NAT ACLs identify traffic for translation, not always security filtering.
TExam Day Tips
→Identify inside and outside interfaces first.
→Check whether the scenario needs static NAT, dynamic NAT or PAT.
→Do not confuse NAT matching ACLs with normal packet-filtering intent.
Key takeaway
NAT direction and interface roles matter as much as the IP address mapping. Inside/outside designation controls which traffic is translated.
Real-world example
How this comes up in practice
A healthcare organisation deploys an application with a public-facing web tier and a private database tier. The database subnet has no public IP and only accepts connections from the web tier's security group. Questions like this test whether you can design cloud network isolation using VNets/VPCs, subnets, and security group rules.
Related glossary terms
Concepts from this question explained
These glossary pages explain the core terms tested in this SC-200 question in full detail.
Review the four NAT address types (inside local, inside global, outside local, outside global), PAT port overload, and static vs dynamic NAT use cases. Then practise related SC-200 NAT questions on configuration and troubleshooting.

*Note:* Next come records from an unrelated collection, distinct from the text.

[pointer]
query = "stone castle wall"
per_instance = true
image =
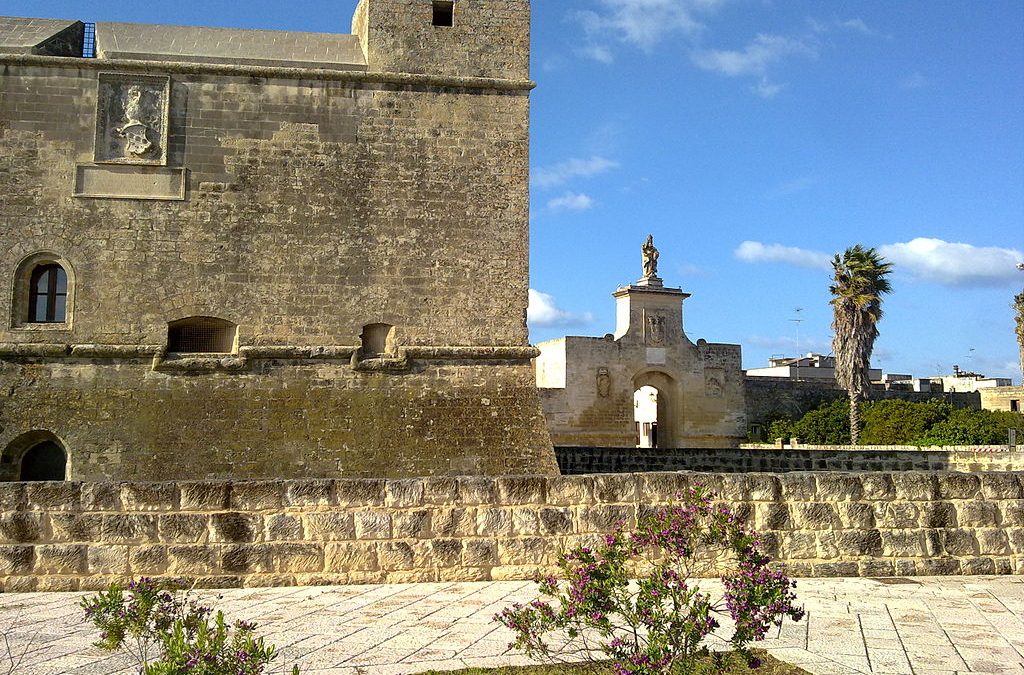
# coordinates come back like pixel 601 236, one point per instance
pixel 773 397
pixel 767 459
pixel 74 536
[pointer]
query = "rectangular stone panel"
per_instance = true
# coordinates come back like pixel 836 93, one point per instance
pixel 132 119
pixel 130 182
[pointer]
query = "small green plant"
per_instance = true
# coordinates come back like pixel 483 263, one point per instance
pixel 168 632
pixel 658 623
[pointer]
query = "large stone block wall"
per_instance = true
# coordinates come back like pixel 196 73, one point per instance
pixel 773 397
pixel 71 536
pixel 774 460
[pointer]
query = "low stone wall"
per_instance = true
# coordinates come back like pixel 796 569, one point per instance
pixel 572 461
pixel 69 536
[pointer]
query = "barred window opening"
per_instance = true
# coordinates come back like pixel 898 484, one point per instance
pixel 443 13
pixel 201 335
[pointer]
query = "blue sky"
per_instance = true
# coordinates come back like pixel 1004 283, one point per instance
pixel 755 138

Respond to security incidents — This question tests Respond to security incidents — Static NAT maps one inside address to one outside address..
What is the correct answer to this question?
The correct answer is: Denies inbound traffic from IP 10.0.0.5 to any destination. — Option B is correct because the rule denies inbound traffic from IP 10.0.0.5 to any destination. Option A is wrong because it denies, not allows. Option C is wrong because the direction is inbound. Option D is wrong because it blocks all traffic from that IP, not just specific ports.
What should I do if I get this SC-200 question wrong?
Review the four NAT address types (inside local, inside global, outside local, outside global), PAT port overload, and static vs dynamic NAT use cases. Then practise related SC-200 NAT questions on configuration and troubleshooting.
What is the key concept behind this question?
Static NAT maps one inside address to one outside address.